El entrenamiento de fuerza no aumentará tu VO2 máx. Ese es precisamente el objetivo.
Un ciclista con el que he estado intercambiando mensajes durante casi un año me envió una captura de pantalla a principios de marzo. Acababa de terminar un bloque de fuerza de seis meses: dos sesiones a la semana, sentadillas pesadas y peso muerto con barra hexagonal, todo el protocolo de Rønnestad sobre el que había leído en un foro de resistencia. Antes de empezar, su prueba de VO2 máx. había dado 58.4 ml/kg/min. Tras seis meses, volvió al mismo laboratorio, la misma cinta de correr, el mismo técnico, el mismo protocolo matutino. El nuevo valor fue 58.6. Dentro del propio margen de ruido de la prueba. Adjuntó la captura de pantalla con una sola frase: «Seis meses para un 0.2. Creo que esto de la fuerza es una estafa».
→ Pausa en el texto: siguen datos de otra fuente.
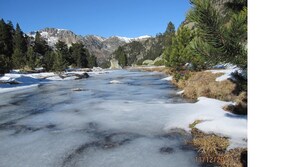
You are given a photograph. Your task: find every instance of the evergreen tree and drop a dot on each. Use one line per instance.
(121, 56)
(19, 39)
(6, 46)
(220, 38)
(19, 48)
(18, 58)
(92, 62)
(170, 30)
(49, 59)
(179, 53)
(63, 49)
(59, 62)
(40, 45)
(32, 58)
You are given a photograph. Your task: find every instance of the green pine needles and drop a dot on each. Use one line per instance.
(218, 35)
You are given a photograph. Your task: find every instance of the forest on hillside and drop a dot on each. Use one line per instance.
(19, 51)
(213, 32)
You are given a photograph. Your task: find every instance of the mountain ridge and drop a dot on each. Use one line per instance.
(101, 47)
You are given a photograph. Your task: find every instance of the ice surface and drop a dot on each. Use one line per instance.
(106, 124)
(168, 78)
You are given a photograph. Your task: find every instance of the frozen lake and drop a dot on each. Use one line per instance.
(119, 119)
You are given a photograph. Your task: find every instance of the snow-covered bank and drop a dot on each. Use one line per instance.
(214, 120)
(228, 70)
(14, 81)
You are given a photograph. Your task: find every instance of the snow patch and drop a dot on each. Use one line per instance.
(115, 82)
(168, 78)
(214, 120)
(180, 92)
(227, 73)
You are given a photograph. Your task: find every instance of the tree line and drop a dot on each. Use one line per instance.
(19, 51)
(212, 33)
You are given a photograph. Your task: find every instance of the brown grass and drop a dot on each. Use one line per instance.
(212, 150)
(241, 105)
(205, 84)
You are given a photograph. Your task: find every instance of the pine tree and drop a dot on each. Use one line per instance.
(59, 62)
(6, 46)
(92, 62)
(178, 54)
(19, 39)
(79, 55)
(40, 45)
(18, 58)
(19, 48)
(220, 37)
(49, 59)
(32, 58)
(121, 56)
(170, 30)
(63, 49)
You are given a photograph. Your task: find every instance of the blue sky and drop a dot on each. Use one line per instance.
(130, 18)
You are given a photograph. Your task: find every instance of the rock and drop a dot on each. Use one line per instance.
(166, 150)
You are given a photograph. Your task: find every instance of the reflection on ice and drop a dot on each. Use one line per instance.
(102, 125)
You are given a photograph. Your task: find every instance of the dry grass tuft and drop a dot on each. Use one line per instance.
(240, 107)
(192, 125)
(212, 151)
(211, 145)
(205, 84)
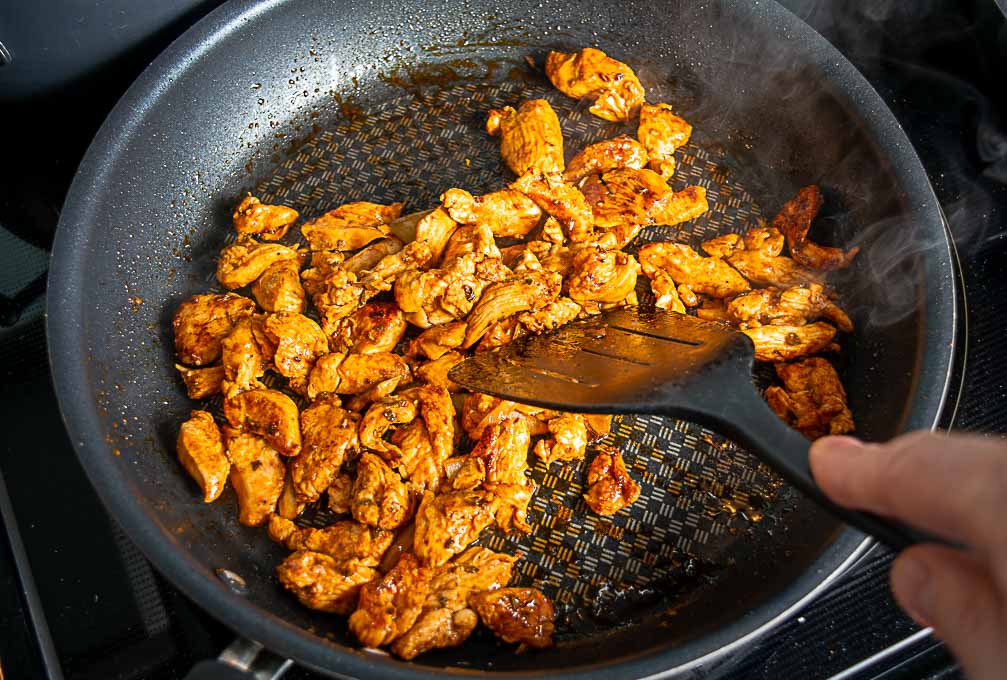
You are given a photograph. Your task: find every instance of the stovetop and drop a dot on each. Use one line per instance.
(77, 598)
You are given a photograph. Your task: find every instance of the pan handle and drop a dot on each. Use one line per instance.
(242, 660)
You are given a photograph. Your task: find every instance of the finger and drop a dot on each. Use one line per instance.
(955, 593)
(954, 487)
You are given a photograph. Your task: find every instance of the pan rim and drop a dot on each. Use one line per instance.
(70, 376)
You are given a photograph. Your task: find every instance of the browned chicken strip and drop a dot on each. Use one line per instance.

Recibo alguna versión de este mensaje unas cuatro veces al año. Los números varían: el umbral de alguien no cambió, el pVO2máx de otro se mantuvo estancado, la prueba de potencia de 20 minutos de alguien subió 4 vatios y no sabe si es un resultado real. La historia de fondo siempre es la misma. Un ciclista empieza a levantar pesas, espera que el motor se haga más grande, realiza la prueba que mide el tamaño del motor e interpreta la cifra sin cambios como un veredicto sobre el entrenamiento.
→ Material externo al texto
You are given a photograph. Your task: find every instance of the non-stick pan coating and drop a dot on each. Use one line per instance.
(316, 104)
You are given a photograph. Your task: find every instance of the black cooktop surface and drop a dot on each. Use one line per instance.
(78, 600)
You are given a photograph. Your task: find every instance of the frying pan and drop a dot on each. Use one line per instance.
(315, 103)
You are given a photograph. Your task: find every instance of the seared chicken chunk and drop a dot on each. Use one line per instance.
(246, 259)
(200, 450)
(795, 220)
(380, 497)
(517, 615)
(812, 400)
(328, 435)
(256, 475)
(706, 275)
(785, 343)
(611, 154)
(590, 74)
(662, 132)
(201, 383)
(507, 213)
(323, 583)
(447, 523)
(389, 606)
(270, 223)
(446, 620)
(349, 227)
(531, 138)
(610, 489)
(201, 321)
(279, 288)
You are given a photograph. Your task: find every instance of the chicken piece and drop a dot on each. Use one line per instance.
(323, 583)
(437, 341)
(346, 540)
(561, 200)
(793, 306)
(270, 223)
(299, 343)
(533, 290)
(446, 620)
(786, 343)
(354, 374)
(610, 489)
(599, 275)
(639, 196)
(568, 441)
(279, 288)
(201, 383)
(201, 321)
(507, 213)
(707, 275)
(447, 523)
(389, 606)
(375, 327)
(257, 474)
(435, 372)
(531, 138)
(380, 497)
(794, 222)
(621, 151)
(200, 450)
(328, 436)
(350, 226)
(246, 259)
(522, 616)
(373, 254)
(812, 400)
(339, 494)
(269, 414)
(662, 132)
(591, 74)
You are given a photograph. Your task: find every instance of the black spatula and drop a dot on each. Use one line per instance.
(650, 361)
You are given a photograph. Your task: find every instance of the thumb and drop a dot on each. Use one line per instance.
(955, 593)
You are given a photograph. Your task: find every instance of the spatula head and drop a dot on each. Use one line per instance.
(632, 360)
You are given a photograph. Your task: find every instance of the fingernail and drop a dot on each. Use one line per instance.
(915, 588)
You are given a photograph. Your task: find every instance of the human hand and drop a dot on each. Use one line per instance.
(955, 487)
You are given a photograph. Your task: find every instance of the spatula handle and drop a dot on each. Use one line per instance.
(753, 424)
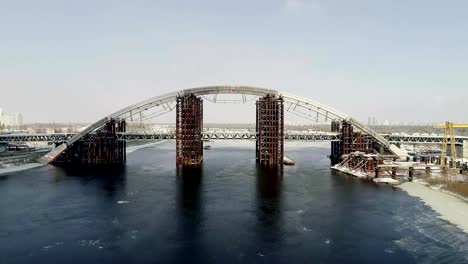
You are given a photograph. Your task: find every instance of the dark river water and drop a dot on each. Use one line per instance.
(229, 211)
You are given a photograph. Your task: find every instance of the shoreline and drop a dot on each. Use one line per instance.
(451, 208)
(23, 167)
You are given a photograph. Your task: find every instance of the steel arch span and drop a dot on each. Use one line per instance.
(165, 103)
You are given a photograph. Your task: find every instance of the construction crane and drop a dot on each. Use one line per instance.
(449, 133)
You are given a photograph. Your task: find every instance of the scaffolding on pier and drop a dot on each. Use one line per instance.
(350, 141)
(270, 130)
(189, 127)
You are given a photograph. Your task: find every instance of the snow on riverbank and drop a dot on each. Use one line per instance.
(451, 208)
(13, 169)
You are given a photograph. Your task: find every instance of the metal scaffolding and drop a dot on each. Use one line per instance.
(102, 148)
(270, 130)
(189, 127)
(350, 141)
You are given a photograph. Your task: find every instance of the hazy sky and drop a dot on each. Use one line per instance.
(69, 61)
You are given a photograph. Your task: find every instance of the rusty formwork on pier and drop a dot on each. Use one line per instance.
(270, 131)
(102, 148)
(350, 141)
(189, 127)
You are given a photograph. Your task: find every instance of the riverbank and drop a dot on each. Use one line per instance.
(450, 208)
(9, 170)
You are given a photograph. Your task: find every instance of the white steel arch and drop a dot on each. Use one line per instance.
(166, 104)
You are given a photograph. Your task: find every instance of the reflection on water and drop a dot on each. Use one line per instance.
(189, 214)
(269, 207)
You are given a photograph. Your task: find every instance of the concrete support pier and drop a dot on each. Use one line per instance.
(270, 131)
(189, 127)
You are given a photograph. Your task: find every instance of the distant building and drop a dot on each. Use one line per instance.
(11, 120)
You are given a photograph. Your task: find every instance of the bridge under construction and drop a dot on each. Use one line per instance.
(102, 143)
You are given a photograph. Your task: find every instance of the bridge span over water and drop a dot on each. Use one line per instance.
(162, 104)
(228, 135)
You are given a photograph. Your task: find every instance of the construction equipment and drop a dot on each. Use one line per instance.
(449, 133)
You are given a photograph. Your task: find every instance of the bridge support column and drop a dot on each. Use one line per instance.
(270, 131)
(336, 146)
(189, 127)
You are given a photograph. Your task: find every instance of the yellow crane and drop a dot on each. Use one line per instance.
(449, 133)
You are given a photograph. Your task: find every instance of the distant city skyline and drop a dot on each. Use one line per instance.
(77, 62)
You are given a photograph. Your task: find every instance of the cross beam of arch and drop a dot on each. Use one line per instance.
(165, 103)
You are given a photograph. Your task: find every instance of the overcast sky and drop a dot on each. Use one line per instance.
(73, 61)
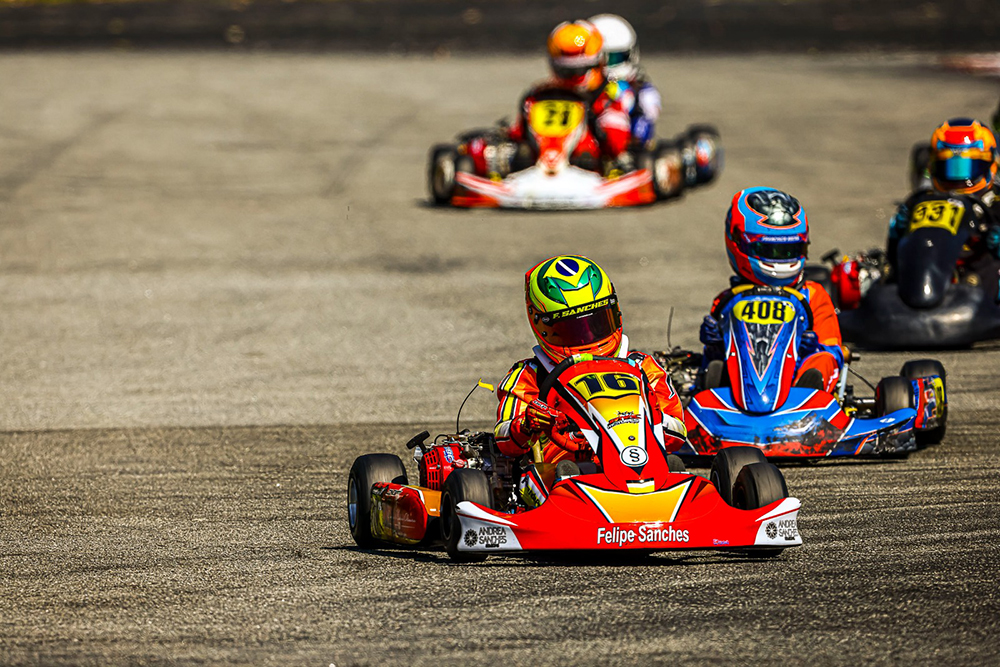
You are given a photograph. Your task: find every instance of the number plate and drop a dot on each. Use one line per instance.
(939, 213)
(555, 118)
(764, 311)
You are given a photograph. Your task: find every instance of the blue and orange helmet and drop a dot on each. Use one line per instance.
(767, 237)
(572, 307)
(964, 156)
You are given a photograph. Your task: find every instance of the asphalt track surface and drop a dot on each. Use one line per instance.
(221, 283)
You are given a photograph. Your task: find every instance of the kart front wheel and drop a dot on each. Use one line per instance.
(702, 154)
(462, 485)
(891, 394)
(919, 368)
(727, 465)
(759, 485)
(367, 471)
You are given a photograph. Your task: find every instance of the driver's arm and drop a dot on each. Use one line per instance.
(518, 388)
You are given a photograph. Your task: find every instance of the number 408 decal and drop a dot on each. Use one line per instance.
(764, 311)
(605, 385)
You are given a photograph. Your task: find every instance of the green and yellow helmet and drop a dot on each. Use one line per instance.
(572, 307)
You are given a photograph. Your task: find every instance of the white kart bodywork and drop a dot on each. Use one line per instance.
(568, 188)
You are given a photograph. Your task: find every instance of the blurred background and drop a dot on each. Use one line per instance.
(442, 26)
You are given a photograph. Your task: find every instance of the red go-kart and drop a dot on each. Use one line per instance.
(625, 492)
No es un veredicto. Es el mecanismo funcionando exactamente como debe. El VO2 máx. sin cambios no es lo que falló. Es lo que la investigación nos lleva diciendo desde hace quince años que no debemos esperar que cambie, y la razón por la cual el resto de la gráfica realmente importa.
Puntos clave
- El metaanálisis de 2025 de 17 estudios y 262 ciclistas encontró que el entrenamiento de fuerza pesado tiene prácticamente un efecto nulo en el VO2 máx. (TE = −0.04, p = 0.77). Esto no es nuevo ni constituye un fallo del protocolo.
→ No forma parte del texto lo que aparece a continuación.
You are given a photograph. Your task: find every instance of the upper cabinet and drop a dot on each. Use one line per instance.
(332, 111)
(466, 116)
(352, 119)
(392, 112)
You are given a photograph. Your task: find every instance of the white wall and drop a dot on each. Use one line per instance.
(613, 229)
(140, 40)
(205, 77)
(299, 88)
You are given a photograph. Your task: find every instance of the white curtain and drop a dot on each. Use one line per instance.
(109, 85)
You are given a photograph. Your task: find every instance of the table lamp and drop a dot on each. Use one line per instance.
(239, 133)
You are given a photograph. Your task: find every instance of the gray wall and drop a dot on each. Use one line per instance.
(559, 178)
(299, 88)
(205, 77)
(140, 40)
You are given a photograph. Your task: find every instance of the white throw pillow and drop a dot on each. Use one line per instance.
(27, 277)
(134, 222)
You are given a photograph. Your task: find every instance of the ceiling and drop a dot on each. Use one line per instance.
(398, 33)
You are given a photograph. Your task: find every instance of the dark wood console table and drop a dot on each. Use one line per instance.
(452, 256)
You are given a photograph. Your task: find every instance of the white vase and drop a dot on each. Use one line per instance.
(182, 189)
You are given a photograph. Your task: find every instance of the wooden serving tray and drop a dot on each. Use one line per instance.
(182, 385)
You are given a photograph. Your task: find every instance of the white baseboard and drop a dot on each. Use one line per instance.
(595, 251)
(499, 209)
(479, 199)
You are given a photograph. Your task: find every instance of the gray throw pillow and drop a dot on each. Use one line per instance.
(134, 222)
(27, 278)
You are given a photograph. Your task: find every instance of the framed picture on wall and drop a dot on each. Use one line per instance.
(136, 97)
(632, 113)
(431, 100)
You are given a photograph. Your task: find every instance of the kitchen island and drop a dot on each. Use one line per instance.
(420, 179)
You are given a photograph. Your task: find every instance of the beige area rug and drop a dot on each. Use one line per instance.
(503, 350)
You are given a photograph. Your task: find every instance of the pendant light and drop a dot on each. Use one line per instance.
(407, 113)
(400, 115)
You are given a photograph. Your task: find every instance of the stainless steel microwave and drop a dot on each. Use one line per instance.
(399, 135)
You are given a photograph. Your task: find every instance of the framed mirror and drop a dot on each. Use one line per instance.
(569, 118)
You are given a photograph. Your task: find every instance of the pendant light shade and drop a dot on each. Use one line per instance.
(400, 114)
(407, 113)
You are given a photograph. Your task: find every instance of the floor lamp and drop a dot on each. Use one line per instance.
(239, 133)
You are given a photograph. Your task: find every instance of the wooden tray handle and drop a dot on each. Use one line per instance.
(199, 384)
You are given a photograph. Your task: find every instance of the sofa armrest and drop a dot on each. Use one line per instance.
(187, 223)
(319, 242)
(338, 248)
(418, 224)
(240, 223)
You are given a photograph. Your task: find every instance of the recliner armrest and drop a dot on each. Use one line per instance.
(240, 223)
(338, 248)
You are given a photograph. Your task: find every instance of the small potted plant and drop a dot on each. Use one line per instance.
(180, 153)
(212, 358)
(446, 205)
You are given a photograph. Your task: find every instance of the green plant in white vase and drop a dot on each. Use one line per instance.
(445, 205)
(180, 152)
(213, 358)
- El mismo metaanálisis reveló que el entrenamiento de fuerza mejora de forma significativa la economía de pedaleo (TE = +0.35), el rendimiento en contrarreloj (TE = +0.46) y la potencia anaeróbica (TE = +0.56).
- La potencia en ciclismo es aproximadamente VO2 × economía. Si el primer término no cambia, el segundo es el único lugar de donde pueden proceder las ganancias, y ahí es exactamente donde actúa el entrenamiento de fuerza.
- El entrenamiento de fuerza no aumenta el tamaño del motor. Mejora lo que el motor puede hacer con el mismo combustible: rigidez tendinosa, impulso neural, fuerza de las fibras lentas y desplazamientos de tipos de fibra hacia fibras IIA más resistentes a la fatiga.
- «Mi VO2 máx. no cambió» es la evidencia más clara de que el protocolo funcionó a través de la vía por la que debía funcionar. Interpretarlo como una mala noticia significa interpretar la ecuación incorrecta.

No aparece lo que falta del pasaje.